Author: Robert J.Baker, MD, PhD, FAAFP, FACSM


Description

  • Usually the result of acute blunt trauma, especially in contact sports
  • Rib fractures can also result from rowing, swinging golf clubs, and throwing.
  • Stress fractures can occur as a result of chronic overuse of the upper body.
  • Fractures may be complete, incomplete, or stress related.
  • Rib fractures may often be associated with other fractures, soft tissue injuries, and deep organ trauma.

Epidemiology

  • Isolated fractures of the upper four ribs are rare because they are well protected by the shoulder complex (1,2)[B].
    ALERT
    When injury occurs, trauma can be significant enough to fracture other bones of the shoulder, and injury to the deep organs such as lungs, heart, bronchus, blood vessels, and/or esophagus must be considered (2)[C].
  • Blunt trauma to the lower eight ribs commonly results in fractures, most commonly in contact sports, such as football, hockey, and rugby (2,3)[C].
  • Forceful contraction, usually against a significant amount of resistance, of muscles with an attachment to the ribs may result in incomplete, complete, or avulsion fractures of the ribs (2,3)[B].
  • Chronic stress of upper body muscles, which attach to the ribs, can result in stress fractures of the ribs; commonly seen in rowing, tennis, golf, gymnastics, and baseball (2,3)[B]
  • 1st rib fractures have been reported as a result of falling on an outstretched arm as well as direct trauma; 1st rib stress fractures also reported in the literature (1,2,4,5)[B]
  • Avulsion fractures of the lower three floating ribs often occur at the attachment of the external oblique muscles; known to occur in baseball pitchers and batters (6)[B]
  • Multiple rib fractures occur in high-impact trauma such as automobile, motorcycle, mountain biking, and bicycle racing (2,6)[B].
  • Rib fractures are more common in adults compared to children due to the relative inelasticity of the adult chest wall compared to children (1,7)[C].

Etiology and Pathophysiology

  • There are 12 pairs of ribs, the first 7 of which articulate both posteriorly with the spine and anteriorly with the sternum.
  • Ribs 8 to 10 attach anteriorly to the costal cartilage.
  • The lowest two ribs are “floating” and do not connect anteriorly.
  • Immediately below each rib travels its neurovascular bundle, including the intercostal vein, artery, and nerve.
  • Most acute rib fractures occur as a result of direct trauma, either blunt or penetrating missile (i.e., ball, gunshot) (6)[C].
  • Relative long, thin shape of the rib predisposes to fractures.
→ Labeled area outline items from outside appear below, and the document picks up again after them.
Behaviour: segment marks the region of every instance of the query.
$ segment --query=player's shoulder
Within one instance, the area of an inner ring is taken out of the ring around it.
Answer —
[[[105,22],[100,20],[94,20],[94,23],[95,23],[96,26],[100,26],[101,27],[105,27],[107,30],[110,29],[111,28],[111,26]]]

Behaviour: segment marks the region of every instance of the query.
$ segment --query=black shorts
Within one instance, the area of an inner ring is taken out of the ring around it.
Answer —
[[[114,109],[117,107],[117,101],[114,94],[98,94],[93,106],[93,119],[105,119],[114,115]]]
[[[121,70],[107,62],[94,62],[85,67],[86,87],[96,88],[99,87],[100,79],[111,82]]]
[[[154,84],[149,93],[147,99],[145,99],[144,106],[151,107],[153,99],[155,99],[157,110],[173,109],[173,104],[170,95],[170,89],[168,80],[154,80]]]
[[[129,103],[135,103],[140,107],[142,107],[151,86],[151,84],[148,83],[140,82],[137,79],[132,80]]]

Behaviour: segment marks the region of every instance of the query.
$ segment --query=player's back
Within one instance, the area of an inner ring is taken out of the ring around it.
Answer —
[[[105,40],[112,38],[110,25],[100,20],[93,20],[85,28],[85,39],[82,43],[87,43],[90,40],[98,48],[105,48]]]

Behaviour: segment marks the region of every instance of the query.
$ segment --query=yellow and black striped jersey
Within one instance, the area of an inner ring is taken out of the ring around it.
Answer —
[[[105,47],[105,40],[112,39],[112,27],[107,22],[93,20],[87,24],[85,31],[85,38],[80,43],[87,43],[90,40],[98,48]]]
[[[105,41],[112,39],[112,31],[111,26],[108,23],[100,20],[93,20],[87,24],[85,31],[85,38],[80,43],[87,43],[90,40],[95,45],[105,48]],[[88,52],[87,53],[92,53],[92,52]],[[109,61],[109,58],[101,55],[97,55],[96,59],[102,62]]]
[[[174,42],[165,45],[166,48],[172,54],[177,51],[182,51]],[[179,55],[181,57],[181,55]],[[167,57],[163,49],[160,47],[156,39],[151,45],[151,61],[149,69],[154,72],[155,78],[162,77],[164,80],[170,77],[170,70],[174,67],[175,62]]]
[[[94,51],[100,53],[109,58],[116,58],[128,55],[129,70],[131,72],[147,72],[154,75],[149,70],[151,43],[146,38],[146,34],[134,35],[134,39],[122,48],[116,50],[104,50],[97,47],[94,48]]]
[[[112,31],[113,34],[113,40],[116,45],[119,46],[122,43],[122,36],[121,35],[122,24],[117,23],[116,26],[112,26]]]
Common specific location is posterior lateral bend (8,9)[C].
  • Because of the rib’s thin bony structure compared to other long bones, fracture may occur earlier due to pathologic causes (8,9,10)[C].
  • Because there are multiple muscle attachments of the rib to the neck and upper extremities, stress can lead to fatigue fractures of the ribs (8,9)[B]. The 1st rib is unique in that the scaleni insert onto it, and it therefore is exposed to stresses from the action of these neck muscles.
  • Superior three pairs of ribs protected by the scapula, clavicle, and soft tissue less likely have isolated fractures. This significant force increases the potential for injury to major vessels and lung parenchyma.
  • The inferior “floating” ribs are relatively mobile and more susceptible to injury from blunt trauma.
  • The ribs act as a unit during respiration, moving in the anteroposterior (AP) and coronal planes. This concerted rib motion, in addition to the actions of the diaphragm and the intercostal muscles, enables inspiration (by increasing intrathoracic volume and decreasing intrathoracic pressure) and expiration (by decreasing intrathoracic volume and increasing intrathoracic pressure).

Risk-Factors

  • Contact and collision sports such as football, hockey, boxing, wrestling, rugby, and soccer (1,8,9)[A]
  • As with any trauma, injuries can be more severe in athletes unprepared, either from lack of conditioning or contact from the back or blind side.
  • Stress fractures of the ribs more likely to occur in sports with increased upper body demands such as golf, rowing, gymnastics, baseball, tennis, racquet sports, and weight lifting. Overuse and poor technique can contribute to rib stress fractures (8,9)[B].
  • Other predisposing factors include a history of bone or joint disease, bone tumors, metastatic cancer, poor nutrition, and calcium deficiency (1,2,6,7)[C].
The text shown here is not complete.